Chrysta and James Sr. know how popular their son is. They ask for only an hour. It is often spent with Chrysta looking at him, saying little, only admiring.

“He’s just an amazing kid,” James Sr. said, echoing himself from minutes before, his son a shining star in his mind and his town.

Washington visits the Stamford football team, instructing them on the importance of lifting and teaching them about OSU weight routines.

He goes to the basketball court in the same park he used to race through, and in minutes, a swarm of children surrounds him, begging to play.

The small town’s children are inspired to do what Washington has done. He paved the path.

His parents emphasize a simple message: “Try to see who you can touch.”

It’s Washington’s way of giving back to Stamford.

“I feel like I owe who I am to Stamford,” Washington said, “because they made me the guy I am today.”

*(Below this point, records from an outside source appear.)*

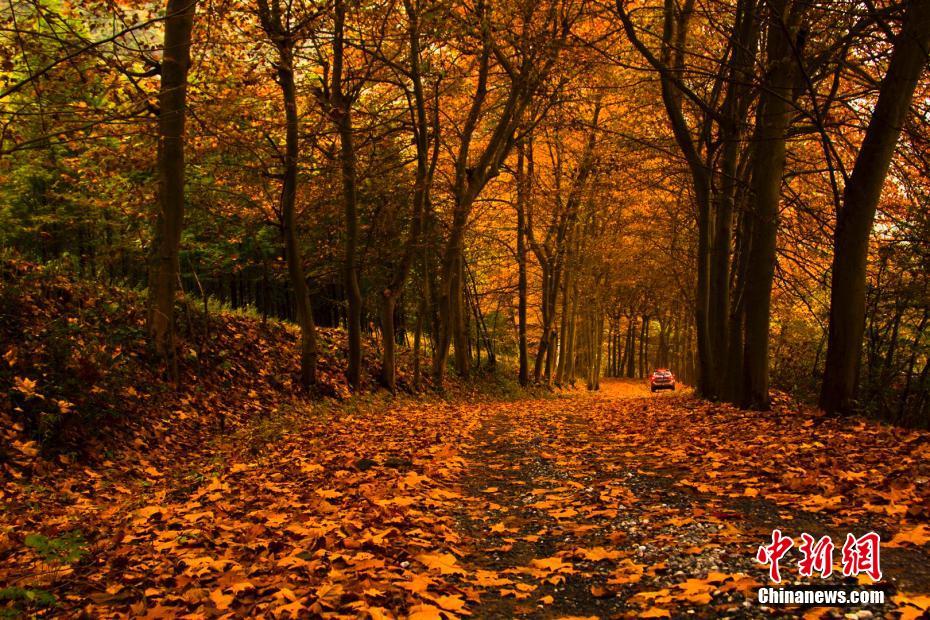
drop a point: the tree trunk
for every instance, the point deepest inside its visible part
(341, 113)
(172, 100)
(860, 199)
(772, 122)
(521, 271)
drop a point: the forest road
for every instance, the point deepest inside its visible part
(574, 510)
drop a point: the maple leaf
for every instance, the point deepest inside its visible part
(221, 600)
(918, 535)
(553, 564)
(424, 612)
(445, 563)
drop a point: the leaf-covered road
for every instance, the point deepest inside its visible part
(616, 504)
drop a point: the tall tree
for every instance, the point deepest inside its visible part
(860, 200)
(785, 40)
(278, 26)
(172, 99)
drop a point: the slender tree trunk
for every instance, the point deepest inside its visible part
(521, 270)
(308, 339)
(772, 122)
(341, 113)
(172, 100)
(418, 210)
(860, 199)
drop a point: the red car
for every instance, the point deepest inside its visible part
(662, 379)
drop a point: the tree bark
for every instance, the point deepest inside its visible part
(773, 118)
(523, 374)
(860, 200)
(283, 39)
(341, 113)
(172, 101)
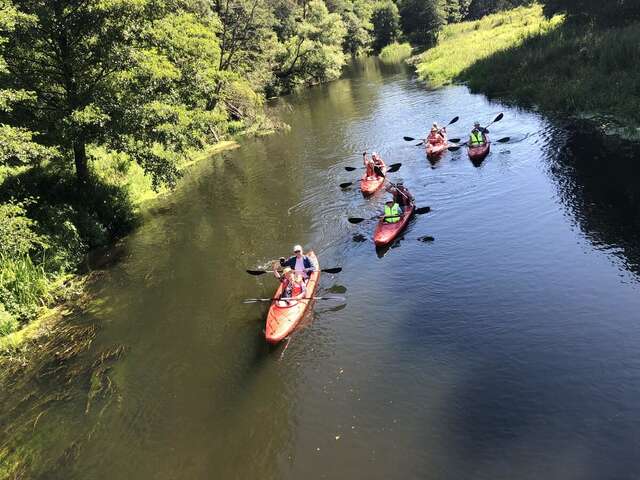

Ronnie Casey was among Washington’s biggest influencers. An assistant coach when Washington played, Casey took over for Hutchinson as football coach and athletic director when the latter left for Monterey High School, a 5A school in Lubbock, after Washington’s senior year. Casey was also Washington’s basketball coach, tennis coach and anatomy teacher.

He runs the town’s pool, too.

“I’m very proud of him; I know the town of Stamford is,” Casey said. “He knows that God’s blessed him, and he’s very humble about it.

“He’s just a blessing to our whole community.”

Unheard, unseen

Washington is still climbing.

A season ago, he scored 10 touchdowns while averaging 20.5 yards per reception. Another year of an OSU offense headed by quarterback Mason Rudolph and Washington could lead to more prolific results.

Although Washington is gone from Stamford, he carries the town with him. He has a buck head mounted above his bed in Stillwater. He shot the deer back home the day before he flew to Arizona for the Cactus Bowl in 2014.

Every time he looks up at the deer, he remembers that day, and he remembers Stamford.

And Stamford remembers him.

“What you see is what you get with James,” said West, Stamford’s offensive coordinator. “It’s not an act. He acts that way every day. He did it when he was in middle school. He did it when he was in high school, before he ever caught a touchdown pass. That’s the kind of kid James Washington is, and 10 years from now, he’s still gonna be that same guy.

“He was a role model for our guys even before he left.”

Washington is the mold of how parents want their Bulldog to be. But the days for another Washington to rise from Stamford are numbered. While Stamford’s future dims, Washington’s becomes brighter.

Kerrington offered another prediction.

“The best is yet to come,” she said. “Eyes have not seen nor ears heard what the Lord is about to do in James Washington Jr.’s life.”

The people of Stamford, as their children leave, their businesses close and their town slowly dies, will watch.

And what they see won’t surprise them.